(Reuters) -A California state judge has rejected Tesla Inc’s bid to send a lawsuit alleging widespread sexual harassment at the company’s flagship assembly plant to private arbitration, allowing it to move forward in court.
California Superior Court Judge Stephen Kaus in Oakland denied Tesla’s motion to compel arbitration in a brief order on Monday.
In a written opinion released on Tuesday, Kaus said Tesla had improperly pressured the plaintiff, Jessica Barraza, to sign an arbitration agreement after she had already quit her previous job.
“Basically, Barraza was ambushed,” the judge wrote.
Barraza in the lawsuit filed in November claims workers and supervisors at the Fremont, California plant routinely made lewd comments and gestures to female employees, and that the company failed to address complaints.
The lawsuit is one of at least seven pending in California state court to make similar claims against Tesla. Kaus is presiding over five more of those cases.
Tesla did not immediately respond to a request for comment on Tuesday.
David Lowe, a lawyer for Barraza, called the decision “a victory for public accountability.”
“Because of this ruling… Tesla will be judged by a jury of Ms. Barraza’s peers in a public courtroom,” Lowe said in a statement.

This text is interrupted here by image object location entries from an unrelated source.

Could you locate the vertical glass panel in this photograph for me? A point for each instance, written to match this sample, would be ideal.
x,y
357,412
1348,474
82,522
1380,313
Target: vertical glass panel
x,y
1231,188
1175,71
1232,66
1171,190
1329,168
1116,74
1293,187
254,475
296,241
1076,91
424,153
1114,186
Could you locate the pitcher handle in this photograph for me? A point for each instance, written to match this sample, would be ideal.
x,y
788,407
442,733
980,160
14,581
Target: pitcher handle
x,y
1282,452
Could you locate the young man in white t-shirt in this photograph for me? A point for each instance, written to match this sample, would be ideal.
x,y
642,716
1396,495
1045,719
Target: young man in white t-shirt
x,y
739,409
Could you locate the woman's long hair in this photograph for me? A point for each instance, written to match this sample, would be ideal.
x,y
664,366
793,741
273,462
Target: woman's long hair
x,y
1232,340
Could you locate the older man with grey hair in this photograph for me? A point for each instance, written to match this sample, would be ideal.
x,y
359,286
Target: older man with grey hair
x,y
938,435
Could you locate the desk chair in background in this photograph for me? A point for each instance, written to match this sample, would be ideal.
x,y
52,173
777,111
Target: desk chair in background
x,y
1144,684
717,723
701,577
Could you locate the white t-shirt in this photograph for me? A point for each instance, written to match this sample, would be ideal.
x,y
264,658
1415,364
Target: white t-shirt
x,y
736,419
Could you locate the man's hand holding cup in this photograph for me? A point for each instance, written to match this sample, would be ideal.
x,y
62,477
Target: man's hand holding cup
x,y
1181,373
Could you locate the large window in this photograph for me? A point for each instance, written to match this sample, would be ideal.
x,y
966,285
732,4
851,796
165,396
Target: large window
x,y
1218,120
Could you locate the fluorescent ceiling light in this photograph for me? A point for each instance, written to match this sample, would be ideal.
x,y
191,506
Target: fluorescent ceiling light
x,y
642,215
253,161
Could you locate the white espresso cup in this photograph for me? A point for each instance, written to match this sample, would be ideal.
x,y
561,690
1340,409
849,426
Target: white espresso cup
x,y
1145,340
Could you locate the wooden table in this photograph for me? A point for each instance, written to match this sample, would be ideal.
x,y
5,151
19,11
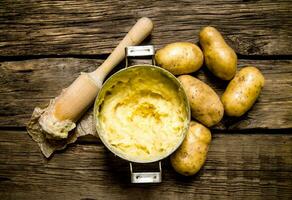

Along with the pending sexual harassment claims, Tesla is facing separate lawsuits accusing it of tolerating widespread race discrimination at its plants. A California judge last month awarded $15 million to a Black former factory worker who said he was subjected to racist slurs and graffiti from coworkers.
Tesla has said it does not tolerate harassment and has disciplined and fired workers who engaged in misconduct.